Die aufgezählten Wirkungen sind durch gute Studien gesichert. Heute braucht es für jede gesundheitsbezogene Aussage bei Lebensmitteln einen Beleg. Dieser Anspruch hat dazu geführt, dass die Qualität der Studien in den letzten Jahren enorm zugenommen hat. Ein Qualitätsmerkmal der einzelnen Produkte sind die eingesetzten probiotischen Joghurt-Kulturen.

Worin unterscheiden sich diese?

Die Produkte enthalten unterschiedliche Bakterien. Und jede probiotische Kultur wirkt im Detail anders, auch wenn sich ihre Mechanismen ähneln. Actimel verkürzt Darm- und Atemwegsinfektionen, LC1 wirkt ähnlich. Activia von Danone verbessert das Wohlbefinden im Darm. Mittlerweile haben fast alle Discounter wie Aldi, Rewe oder Lidl Eigenmarken mit probiotischen Produkten.

Produkte vom Discounter sind oft nicht so gut wissenschaftlich untersucht. Enthalten die Produkte Stämme wie Lactobacillus casei, LA-5 und Bifidobacterium BB12, wirken sie positiv.

Es heißt normaler Naturjoghurt enthalte die gleichen gesunden Bakterien?

Grundsätzlich ja. Es gibt einen entscheidenden Unterschied: Die Bakterien in Naturjoghurt überleben nicht die Verdauungspassage durch den Magen. Die Magensäure zerstört sie. In Probiotika sind dagegen andere Bakterien. Diese sind unempfindlich gegenüber Säure und kommen deshalb problemlos durch den Magen. Die Menge an Bakterien ist in Probiotika oft höher als in normalen Joghurts.

Wie viel Probiotika sollten wir täglich essen?

Ein Fläschchen oder ein Joghurt am Tag. Ich rate, den Drink bzw. Joghurt morgens vor dem Frühstück zu essen. Dann wirken die Bakterienkulturen am besten im Darm. Von möglichem Überdosieren ist nichts bekannt. Wie bei allem ist es nicht gut, es zu übertreiben.

Es reichen oft wenige Tage, bis Sie erste Effekte spüren bzw. messen. Die Wirkung hält nur an, solange Sie die probiotischen Produkte regelmäßig verzehren. Probiotische Lebensmittel sind für jeden empfehlenswert. Gesunden Menschen helfen sie, gesund zu bleiben. Bei Beschwerden wie den zuvor genannten wirken Probiotika lindernd. Ich trinke jeden Morgen vor dem Frühstück ein Fläschchen.
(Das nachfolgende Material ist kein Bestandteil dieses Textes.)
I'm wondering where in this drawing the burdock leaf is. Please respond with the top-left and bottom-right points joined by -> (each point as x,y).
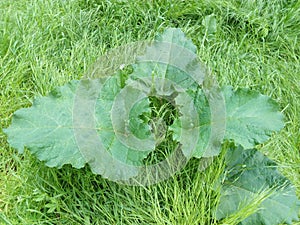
170,88 -> 211,158
173,86 -> 285,158
223,86 -> 285,149
3,80 -> 86,168
216,146 -> 300,225
3,77 -> 153,180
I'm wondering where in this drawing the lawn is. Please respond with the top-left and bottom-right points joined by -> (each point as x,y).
0,0 -> 299,224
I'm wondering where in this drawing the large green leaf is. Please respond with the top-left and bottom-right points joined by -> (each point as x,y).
3,81 -> 86,168
130,27 -> 202,89
170,88 -> 211,158
93,76 -> 154,166
223,86 -> 285,149
131,28 -> 223,158
216,145 -> 300,225
3,77 -> 153,180
171,86 -> 284,158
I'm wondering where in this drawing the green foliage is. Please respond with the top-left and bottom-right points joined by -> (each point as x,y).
217,145 -> 300,225
3,81 -> 85,168
3,26 -> 299,225
222,86 -> 285,149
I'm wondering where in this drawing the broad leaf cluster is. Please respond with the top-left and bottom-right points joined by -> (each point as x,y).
4,28 -> 299,224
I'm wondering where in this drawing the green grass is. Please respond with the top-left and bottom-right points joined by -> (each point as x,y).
1,0 -> 299,224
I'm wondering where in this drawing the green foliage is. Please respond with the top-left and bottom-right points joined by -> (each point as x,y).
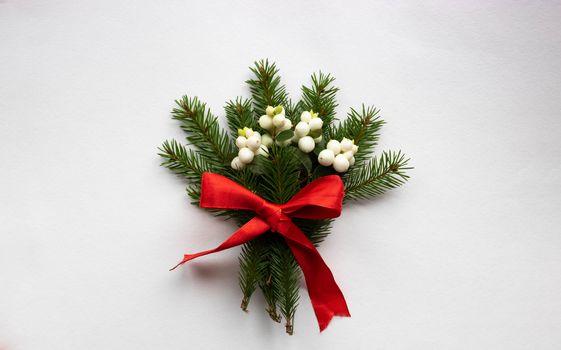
158,139 -> 212,183
238,239 -> 266,311
172,96 -> 234,168
329,105 -> 385,165
300,71 -> 339,128
293,218 -> 334,246
270,238 -> 301,335
257,145 -> 301,204
283,99 -> 303,124
344,151 -> 411,201
225,97 -> 256,139
159,60 -> 411,335
246,59 -> 288,117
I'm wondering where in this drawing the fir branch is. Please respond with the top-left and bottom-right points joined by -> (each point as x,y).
224,167 -> 261,194
257,145 -> 301,204
172,96 -> 234,167
283,99 -> 303,125
158,139 -> 212,183
270,239 -> 301,335
225,97 -> 256,139
186,184 -> 201,204
292,218 -> 334,246
238,240 -> 266,311
257,235 -> 282,323
246,59 -> 288,116
344,151 -> 411,201
329,105 -> 385,165
300,71 -> 339,127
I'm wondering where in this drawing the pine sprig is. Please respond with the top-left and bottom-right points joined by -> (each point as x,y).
344,151 -> 411,201
270,239 -> 301,335
257,145 -> 301,204
258,236 -> 282,323
225,97 -> 256,139
284,99 -> 303,125
293,218 -> 334,246
300,72 -> 339,128
158,139 -> 212,184
238,240 -> 266,311
246,59 -> 288,117
329,105 -> 385,165
172,96 -> 234,167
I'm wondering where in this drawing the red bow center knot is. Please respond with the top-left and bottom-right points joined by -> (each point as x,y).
256,201 -> 288,232
171,172 -> 351,332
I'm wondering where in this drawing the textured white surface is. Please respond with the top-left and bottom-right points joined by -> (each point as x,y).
1,1 -> 561,349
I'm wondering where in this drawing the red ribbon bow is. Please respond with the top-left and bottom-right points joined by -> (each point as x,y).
171,172 -> 350,331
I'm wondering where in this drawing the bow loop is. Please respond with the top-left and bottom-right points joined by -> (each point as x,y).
281,175 -> 345,219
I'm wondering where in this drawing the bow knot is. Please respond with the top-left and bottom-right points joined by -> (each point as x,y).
171,172 -> 350,332
256,201 -> 286,232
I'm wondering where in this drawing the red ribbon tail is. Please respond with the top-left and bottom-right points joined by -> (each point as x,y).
169,251 -> 212,271
170,217 -> 270,271
280,221 -> 351,332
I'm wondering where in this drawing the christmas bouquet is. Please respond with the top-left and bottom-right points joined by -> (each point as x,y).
159,60 -> 411,334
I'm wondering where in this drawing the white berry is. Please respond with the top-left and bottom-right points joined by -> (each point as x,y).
247,135 -> 261,151
300,111 -> 312,123
352,144 -> 359,154
257,144 -> 269,157
341,138 -> 353,152
259,115 -> 273,130
309,117 -> 323,130
295,121 -> 310,137
235,136 -> 247,149
261,134 -> 273,147
298,136 -> 315,153
243,127 -> 254,138
231,156 -> 245,170
349,156 -> 355,166
326,140 -> 341,154
343,150 -> 354,160
272,114 -> 286,127
238,147 -> 254,164
314,135 -> 322,143
277,118 -> 292,132
266,105 -> 275,116
333,154 -> 350,172
318,149 -> 335,166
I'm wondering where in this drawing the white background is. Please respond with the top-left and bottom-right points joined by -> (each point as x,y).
1,1 -> 560,349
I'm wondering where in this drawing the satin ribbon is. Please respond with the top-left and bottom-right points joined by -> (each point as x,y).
171,172 -> 350,331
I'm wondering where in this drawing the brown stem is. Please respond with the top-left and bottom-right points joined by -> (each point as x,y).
266,306 -> 282,323
240,297 -> 249,312
285,319 -> 294,335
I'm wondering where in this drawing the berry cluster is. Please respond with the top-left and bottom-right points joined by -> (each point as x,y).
231,127 -> 267,170
317,138 -> 358,173
293,110 -> 323,153
259,105 -> 292,141
233,105 -> 356,173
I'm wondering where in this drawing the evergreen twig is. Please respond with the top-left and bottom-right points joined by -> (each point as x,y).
158,139 -> 212,183
300,71 -> 339,128
270,239 -> 301,335
329,105 -> 385,165
225,97 -> 256,139
172,96 -> 234,167
246,59 -> 288,117
344,150 -> 411,201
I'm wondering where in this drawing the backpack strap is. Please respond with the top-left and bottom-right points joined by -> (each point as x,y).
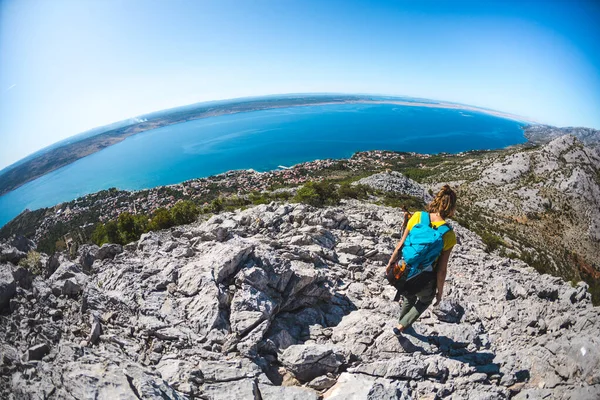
423,211 -> 452,236
436,223 -> 451,236
420,211 -> 431,227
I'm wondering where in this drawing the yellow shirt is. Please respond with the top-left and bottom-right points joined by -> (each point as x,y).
405,211 -> 457,252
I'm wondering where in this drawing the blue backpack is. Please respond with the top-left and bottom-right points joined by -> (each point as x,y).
402,212 -> 451,280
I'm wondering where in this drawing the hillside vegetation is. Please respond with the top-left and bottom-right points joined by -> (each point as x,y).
2,134 -> 599,304
1,197 -> 598,399
418,135 -> 600,303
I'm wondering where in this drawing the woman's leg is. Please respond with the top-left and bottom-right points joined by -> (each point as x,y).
398,294 -> 417,323
398,279 -> 436,329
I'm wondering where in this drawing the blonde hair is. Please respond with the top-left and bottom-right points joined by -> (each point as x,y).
428,184 -> 457,219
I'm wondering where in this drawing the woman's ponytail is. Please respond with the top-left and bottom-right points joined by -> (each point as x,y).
427,184 -> 457,219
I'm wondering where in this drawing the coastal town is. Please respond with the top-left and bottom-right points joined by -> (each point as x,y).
2,150 -> 434,247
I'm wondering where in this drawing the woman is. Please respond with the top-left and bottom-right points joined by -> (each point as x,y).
386,185 -> 457,335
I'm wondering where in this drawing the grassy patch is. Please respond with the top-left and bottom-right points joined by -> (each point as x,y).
479,231 -> 505,253
18,250 -> 43,275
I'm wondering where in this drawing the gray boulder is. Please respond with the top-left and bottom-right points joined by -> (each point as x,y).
307,375 -> 337,390
323,372 -> 411,400
96,243 -> 123,261
355,171 -> 432,203
138,231 -> 162,253
230,284 -> 277,335
349,357 -> 427,380
432,298 -> 465,323
2,199 -> 600,400
0,244 -> 26,265
36,358 -> 187,400
26,343 -> 50,361
0,264 -> 16,309
45,253 -> 61,278
10,235 -> 36,253
77,244 -> 99,271
49,262 -> 88,297
280,344 -> 350,382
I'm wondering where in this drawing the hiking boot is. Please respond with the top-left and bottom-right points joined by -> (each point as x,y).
392,327 -> 403,336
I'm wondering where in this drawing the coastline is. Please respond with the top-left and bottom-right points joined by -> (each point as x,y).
0,150 -> 429,241
0,96 -> 533,197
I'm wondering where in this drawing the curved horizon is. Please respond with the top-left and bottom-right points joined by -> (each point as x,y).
0,93 -> 537,174
2,0 -> 599,172
0,101 -> 528,227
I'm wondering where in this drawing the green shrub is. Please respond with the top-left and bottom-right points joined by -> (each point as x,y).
118,212 -> 138,244
453,215 -> 470,230
294,183 -> 323,207
148,208 -> 174,231
519,250 -> 551,275
480,231 -> 504,253
105,220 -> 120,244
55,238 -> 67,252
171,200 -> 199,225
401,168 -> 436,183
293,181 -> 339,207
91,223 -> 107,246
210,198 -> 224,213
222,196 -> 251,211
18,250 -> 43,275
380,193 -> 424,210
249,192 -> 269,205
134,214 -> 149,234
274,191 -> 293,201
91,220 -> 121,245
249,191 -> 293,205
115,212 -> 149,244
338,183 -> 370,200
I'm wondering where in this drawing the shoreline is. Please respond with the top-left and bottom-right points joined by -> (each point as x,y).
0,150 -> 431,239
0,97 -> 534,197
0,145 -> 512,245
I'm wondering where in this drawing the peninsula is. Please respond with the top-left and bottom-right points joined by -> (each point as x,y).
1,134 -> 599,399
0,94 -> 532,197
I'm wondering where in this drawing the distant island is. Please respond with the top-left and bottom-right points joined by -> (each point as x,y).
0,94 -> 532,197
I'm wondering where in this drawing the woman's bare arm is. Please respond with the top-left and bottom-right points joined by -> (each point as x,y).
387,227 -> 410,268
435,248 -> 452,303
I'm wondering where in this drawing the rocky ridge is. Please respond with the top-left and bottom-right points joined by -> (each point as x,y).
355,171 -> 433,203
524,125 -> 600,151
422,135 -> 600,300
1,198 -> 599,399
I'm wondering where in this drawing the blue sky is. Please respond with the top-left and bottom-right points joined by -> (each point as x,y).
1,0 -> 599,169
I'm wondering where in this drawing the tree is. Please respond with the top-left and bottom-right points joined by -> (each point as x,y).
293,183 -> 322,207
105,220 -> 120,244
293,181 -> 339,207
91,223 -> 107,246
171,200 -> 199,225
249,191 -> 269,205
134,214 -> 149,234
338,183 -> 369,200
210,198 -> 224,213
148,208 -> 174,231
118,212 -> 142,244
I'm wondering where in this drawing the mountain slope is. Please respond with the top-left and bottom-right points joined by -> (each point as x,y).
1,200 -> 598,399
419,135 -> 600,302
524,125 -> 600,151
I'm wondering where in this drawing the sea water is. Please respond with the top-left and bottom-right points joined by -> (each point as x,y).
0,103 -> 526,227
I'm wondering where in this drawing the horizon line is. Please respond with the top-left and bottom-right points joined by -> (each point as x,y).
1,92 -> 544,173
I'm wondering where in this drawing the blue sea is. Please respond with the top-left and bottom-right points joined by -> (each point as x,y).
0,103 -> 526,227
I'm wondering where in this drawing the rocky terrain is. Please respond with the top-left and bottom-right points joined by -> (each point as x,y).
355,171 -> 433,204
4,131 -> 598,307
0,149 -> 398,254
420,135 -> 600,302
524,125 -> 600,151
1,197 -> 599,399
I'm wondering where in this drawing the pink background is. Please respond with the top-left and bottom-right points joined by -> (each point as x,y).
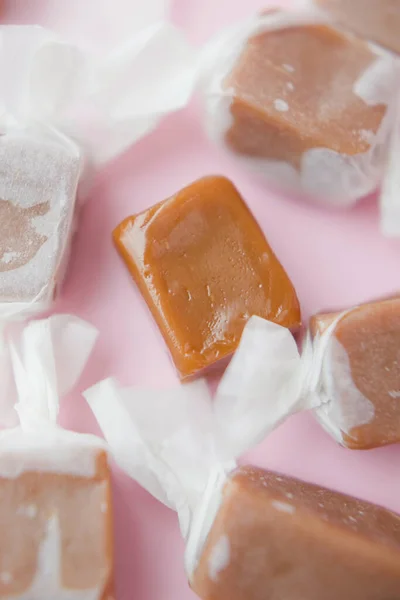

Die richtige Kultur ist entscheidend. Etwa 30 probiotische Bakterien-Kulturen sind bekannt und untersucht. – Die Stämme werden oft mit einer Kombination aus Buchstaben und Zahlen bezeichnet, etwa LA-5 oder BB12. – Zum Teil wirken sie sehr ähnlich, zum Teil unterschiedlich. – Wer z. B. Allergiebeschwerden hat, dem hilft Lactobacillus casei DN-114001.

Probiotisch: Das sagt das Gesetz

Die Verwendung des Begriffs „probiotisch“ bzw. „Probiotika“ ist gesetzlich nicht klar geregelt. Es handelt sich um eine sogenannte nährwertbezogene Angabe, die Verbrauchern einen gesundheitlichen Zusatznutzen verspricht. Deshalb weist der Hersteller nach, dass das Produkt die probiotischen Bakterien in „signifikanten“ Mengen enthält.